# Ford GoBike
## Mariam Ahmed

## Preliminary Wrangling

> This data set includes information about individual rides made in a bike-sharing system covering the greater San Francisco Bay area with the following fields: 
 - Trip Duration (in seconds)
 - Start Time and Date
 - End Time and Date
 - Start Station ID
 - Start Station Name
 - Start Station Latitude
 - Start Station Longitude
 - End Station ID
 - End Station Name
 - End Station Latitude
 - End Station Longitude
 - Bike ID
 - User Type ("Subscriber" = Member or "Customer" = Casual)
 - Member Year of Birth
 - Member Gender

In [1]:
# import all packages and set plots to be embedded inline
import numpy as np
import pandas as pd
import matplotlib.pyplot as plt
import seaborn as sb
import datetime

%matplotlib inline

In [2]:
# Uploads the dataset into a dataframe 
df = pd.read_csv("201902-fordgobike-tripdata.csv")
# Visually check first 5 records
df.head()

FileNotFoundError: [Errno 2] File 201902-fordgobike-tripdata.csv does not exist: '201902-fordgobike-tripdata.csv'

In [None]:
# View info of the dataframe
df.info()

In [None]:
# Check for duplicates 
df.duplicated().sum()

In [None]:
# View descriptive statistics of the dataframe
df.describe()

### Cleaning Data

In [None]:
# Create a different copy to our original dataframe to avoid corrupting it
df_clean = df.copy()

# Set a timestamp
df_clean.start_time = pd.to_datetime(df_clean.start_time)
df_clean.end_time = pd.to_datetime(df_clean.end_time)

In [None]:
# Categorize users by their user_type (customers or subscribers), gender, and sharing.
df_clean.user_type = df_clean.user_type.astype('category')
df_clean.member_gender = df_clean.member_gender.astype('category')
df_clean.bike_share_for_all_trip = df_clean.bike_share_for_all_trip.astype('category')

In [None]:
# Reset all the IDs to unify the new df objects
df_clean.bike_id = df_clean.bike_id.astype(str)
df_clean.start_station_id = df_clean.bike_id.astype(str)
df_clean.end_station_id = df_clean.bike_id.astype(str)

In [None]:
# View info of the edited dataframe 
df_clean.info()

Adding new data *feilds* to enhance the dataset

In [None]:
# Adding users age to the dataset fields
# Calculate users age by subtractibg their birth year from the current year
df_clean['member_age'] = 2021 - df_clean['member_birth_year']

In [None]:
# Adding the starting time month to the dataset fields
df_clean['start_time_month'] = df_clean['start_time'].dt.month.astype(int)

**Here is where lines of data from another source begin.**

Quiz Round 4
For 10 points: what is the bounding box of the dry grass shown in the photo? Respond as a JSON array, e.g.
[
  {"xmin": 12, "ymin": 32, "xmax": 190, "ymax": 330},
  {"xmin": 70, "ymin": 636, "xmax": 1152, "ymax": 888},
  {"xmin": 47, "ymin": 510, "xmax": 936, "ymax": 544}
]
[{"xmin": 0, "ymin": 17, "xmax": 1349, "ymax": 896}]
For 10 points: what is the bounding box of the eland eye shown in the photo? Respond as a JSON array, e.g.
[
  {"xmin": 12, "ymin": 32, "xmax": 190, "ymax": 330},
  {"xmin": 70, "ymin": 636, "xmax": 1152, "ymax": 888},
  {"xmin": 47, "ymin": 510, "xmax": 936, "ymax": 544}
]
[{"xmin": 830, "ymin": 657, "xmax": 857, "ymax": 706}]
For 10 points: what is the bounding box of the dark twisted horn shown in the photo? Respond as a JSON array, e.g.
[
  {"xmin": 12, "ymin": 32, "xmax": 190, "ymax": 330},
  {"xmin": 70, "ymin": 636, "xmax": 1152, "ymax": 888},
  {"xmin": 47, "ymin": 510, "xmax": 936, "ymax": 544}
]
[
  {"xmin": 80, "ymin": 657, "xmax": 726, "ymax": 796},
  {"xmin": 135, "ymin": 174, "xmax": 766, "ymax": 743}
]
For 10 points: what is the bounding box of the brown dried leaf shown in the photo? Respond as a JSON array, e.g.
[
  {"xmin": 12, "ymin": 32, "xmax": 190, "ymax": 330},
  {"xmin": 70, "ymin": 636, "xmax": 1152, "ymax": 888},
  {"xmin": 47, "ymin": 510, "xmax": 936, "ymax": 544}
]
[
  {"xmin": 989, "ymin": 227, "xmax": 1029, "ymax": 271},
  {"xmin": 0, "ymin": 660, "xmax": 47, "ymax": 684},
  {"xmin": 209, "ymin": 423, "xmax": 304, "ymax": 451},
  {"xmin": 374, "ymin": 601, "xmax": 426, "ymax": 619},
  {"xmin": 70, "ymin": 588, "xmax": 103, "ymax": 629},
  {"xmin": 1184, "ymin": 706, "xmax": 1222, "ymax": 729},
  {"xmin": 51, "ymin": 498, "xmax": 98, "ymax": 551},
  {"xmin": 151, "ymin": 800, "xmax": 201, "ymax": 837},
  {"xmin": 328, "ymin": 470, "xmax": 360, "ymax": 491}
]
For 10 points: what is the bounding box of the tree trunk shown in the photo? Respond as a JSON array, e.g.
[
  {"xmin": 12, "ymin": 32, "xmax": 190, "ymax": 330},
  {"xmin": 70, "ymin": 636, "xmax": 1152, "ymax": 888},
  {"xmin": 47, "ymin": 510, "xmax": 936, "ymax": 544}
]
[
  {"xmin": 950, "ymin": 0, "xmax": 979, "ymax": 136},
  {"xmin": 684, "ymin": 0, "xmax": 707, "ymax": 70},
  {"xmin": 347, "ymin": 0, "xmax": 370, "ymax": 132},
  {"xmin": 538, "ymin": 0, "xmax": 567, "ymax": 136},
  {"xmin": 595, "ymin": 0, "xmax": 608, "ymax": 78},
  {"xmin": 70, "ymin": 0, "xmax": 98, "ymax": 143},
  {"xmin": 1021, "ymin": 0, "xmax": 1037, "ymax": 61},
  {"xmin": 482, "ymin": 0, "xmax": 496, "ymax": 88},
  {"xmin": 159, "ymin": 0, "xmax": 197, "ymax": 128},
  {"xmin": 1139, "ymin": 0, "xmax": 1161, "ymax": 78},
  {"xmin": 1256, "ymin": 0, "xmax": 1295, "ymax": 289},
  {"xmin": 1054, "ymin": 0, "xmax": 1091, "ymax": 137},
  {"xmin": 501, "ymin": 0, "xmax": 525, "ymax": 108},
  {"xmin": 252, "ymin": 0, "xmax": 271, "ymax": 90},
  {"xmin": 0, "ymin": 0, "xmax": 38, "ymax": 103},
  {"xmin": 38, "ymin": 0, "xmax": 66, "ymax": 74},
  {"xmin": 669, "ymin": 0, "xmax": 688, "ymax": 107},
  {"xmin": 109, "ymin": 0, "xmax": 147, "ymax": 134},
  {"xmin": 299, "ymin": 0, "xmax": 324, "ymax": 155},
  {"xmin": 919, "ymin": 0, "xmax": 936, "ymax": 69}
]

# Adding the starting time weekday to the dataset fields
df_clean['start_time_weekday'] = df_clean['start_time'].dt.strftime('%a')

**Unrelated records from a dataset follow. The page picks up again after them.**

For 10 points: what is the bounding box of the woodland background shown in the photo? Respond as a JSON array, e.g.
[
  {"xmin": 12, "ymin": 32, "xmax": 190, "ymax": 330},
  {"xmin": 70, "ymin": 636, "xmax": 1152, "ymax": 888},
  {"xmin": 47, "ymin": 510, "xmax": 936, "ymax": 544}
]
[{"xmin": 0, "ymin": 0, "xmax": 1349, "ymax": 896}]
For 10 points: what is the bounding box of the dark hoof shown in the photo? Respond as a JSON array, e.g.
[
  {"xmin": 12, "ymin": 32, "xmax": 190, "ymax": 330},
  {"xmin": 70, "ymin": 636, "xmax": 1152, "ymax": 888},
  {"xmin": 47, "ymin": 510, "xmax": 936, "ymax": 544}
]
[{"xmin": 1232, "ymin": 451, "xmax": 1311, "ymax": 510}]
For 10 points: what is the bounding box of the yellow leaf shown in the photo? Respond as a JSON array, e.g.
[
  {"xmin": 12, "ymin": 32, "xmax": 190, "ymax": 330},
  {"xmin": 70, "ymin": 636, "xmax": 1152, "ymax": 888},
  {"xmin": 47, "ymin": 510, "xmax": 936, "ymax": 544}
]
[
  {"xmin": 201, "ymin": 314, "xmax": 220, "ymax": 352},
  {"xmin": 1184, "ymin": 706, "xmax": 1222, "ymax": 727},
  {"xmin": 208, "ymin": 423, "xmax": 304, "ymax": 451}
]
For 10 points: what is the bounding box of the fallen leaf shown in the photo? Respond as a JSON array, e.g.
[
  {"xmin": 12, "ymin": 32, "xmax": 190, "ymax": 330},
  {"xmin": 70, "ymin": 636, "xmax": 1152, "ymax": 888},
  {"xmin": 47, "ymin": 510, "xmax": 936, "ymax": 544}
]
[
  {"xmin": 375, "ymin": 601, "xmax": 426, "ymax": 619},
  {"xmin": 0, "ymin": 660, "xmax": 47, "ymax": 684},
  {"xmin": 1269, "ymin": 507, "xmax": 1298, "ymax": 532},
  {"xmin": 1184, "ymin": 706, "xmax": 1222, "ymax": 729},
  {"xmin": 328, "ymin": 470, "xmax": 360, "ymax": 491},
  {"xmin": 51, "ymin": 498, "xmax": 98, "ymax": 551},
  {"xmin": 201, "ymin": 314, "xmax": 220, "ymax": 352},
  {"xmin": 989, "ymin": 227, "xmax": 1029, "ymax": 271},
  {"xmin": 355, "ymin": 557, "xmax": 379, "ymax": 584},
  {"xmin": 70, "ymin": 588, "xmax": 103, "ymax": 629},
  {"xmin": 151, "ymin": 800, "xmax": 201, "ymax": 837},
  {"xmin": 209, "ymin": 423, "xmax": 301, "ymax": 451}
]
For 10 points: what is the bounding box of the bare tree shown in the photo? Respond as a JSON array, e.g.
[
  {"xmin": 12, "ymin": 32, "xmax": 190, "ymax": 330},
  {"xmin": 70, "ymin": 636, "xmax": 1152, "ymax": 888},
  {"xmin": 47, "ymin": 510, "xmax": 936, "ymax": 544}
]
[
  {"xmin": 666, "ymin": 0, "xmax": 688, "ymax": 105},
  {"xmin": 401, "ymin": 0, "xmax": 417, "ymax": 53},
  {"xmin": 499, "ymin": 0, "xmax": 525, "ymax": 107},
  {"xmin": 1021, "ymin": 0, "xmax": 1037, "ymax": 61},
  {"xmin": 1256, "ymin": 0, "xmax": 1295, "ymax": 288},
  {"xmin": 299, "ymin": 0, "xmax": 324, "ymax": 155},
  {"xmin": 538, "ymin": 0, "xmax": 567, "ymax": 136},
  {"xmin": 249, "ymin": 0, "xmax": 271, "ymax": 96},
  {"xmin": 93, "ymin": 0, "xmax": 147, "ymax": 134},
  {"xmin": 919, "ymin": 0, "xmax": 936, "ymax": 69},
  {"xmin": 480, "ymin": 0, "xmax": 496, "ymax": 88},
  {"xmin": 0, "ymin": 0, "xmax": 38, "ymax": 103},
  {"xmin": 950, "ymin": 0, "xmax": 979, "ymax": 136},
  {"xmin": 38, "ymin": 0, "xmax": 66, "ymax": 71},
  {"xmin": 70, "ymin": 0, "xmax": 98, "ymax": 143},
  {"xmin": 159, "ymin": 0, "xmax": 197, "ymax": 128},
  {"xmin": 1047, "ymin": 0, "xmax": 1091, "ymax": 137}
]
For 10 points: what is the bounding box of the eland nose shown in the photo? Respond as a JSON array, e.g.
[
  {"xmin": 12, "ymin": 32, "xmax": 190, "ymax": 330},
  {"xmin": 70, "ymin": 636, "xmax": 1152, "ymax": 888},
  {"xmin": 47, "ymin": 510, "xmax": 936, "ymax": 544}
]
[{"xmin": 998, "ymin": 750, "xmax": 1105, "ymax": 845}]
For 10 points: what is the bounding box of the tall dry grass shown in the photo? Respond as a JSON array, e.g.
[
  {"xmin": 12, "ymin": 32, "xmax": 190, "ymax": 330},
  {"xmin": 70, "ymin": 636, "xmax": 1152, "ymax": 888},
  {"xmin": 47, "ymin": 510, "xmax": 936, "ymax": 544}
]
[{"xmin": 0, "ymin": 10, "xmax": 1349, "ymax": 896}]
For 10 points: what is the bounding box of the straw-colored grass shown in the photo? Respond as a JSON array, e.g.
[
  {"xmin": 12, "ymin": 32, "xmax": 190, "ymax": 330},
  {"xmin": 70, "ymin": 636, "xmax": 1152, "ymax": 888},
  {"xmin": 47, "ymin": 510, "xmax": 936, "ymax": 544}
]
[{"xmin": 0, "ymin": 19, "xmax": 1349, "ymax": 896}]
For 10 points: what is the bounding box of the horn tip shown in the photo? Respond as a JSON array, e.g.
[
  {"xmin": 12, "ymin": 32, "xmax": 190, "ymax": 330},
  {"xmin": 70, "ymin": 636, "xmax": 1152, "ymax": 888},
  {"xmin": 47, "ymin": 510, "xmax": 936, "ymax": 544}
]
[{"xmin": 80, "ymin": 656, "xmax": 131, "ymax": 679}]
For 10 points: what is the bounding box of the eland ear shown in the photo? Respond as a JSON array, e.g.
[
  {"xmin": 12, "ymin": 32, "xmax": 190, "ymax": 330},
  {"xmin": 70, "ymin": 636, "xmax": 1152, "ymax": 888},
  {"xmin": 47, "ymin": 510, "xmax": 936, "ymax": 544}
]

# Adding the starting time hour to the dataset fields
df_clean['start_time_hour'] = df_clean['start_time'].dt.hour

In [None]:
df_clean.head()

In [None]:
df_clean.info()

In order to represent the variety of the users age, we chose box plot to show that distribution

In [None]:
# Visually represent the users age distribution using boxplot
sb.boxplot(data=df_clean, x='member_age');
print("The mean of ages:",df_clean.member_age.mean())

In [None]:
df_clean.member_age.describe()

As seen in the plot, there're age outliers that need to be removed for ages over 60.

In [None]:
# Only keep the data of users below or equal the age of 60
df_clean = df_clean.query('member_age <= 60')

In [None]:
df_clean.info()
# Save cleaned data
df_clean.to_csv('cleaned_file.csv', index=False)

### What is the structure of your dataset?

> The dataset is a record of 183411 bike ride intery recorded in 2019 at San Fransisco Bay area.

> This data set includes information about individual rides made in a bike-sharing system covering the greater San Francisco Bay area with the following fields: 
 - Trip Duration (in seconds)
 - Start Time and Date
 - End Time and Date
 - Start Station ID
 - Start Station Name
 - Start Station Latitude
 - Start Station Longitude
 - End Station ID
 - End Station Name
 - End Station Latitude
 - End Station Longitude
 - Bike ID
 - User Type ("Subscriber" = Member or "Customer" = Casual)
 - Member Year of Birth
 - Member Gender

> The dataset was furtherly inhanced by given features to be more further informative:
- Users age
- Usage day & month

### What is/are the main feature(s) of interest in your dataset?

>  
  - The age range and gender of the users.
  - The variation of the demand through out the year and week days.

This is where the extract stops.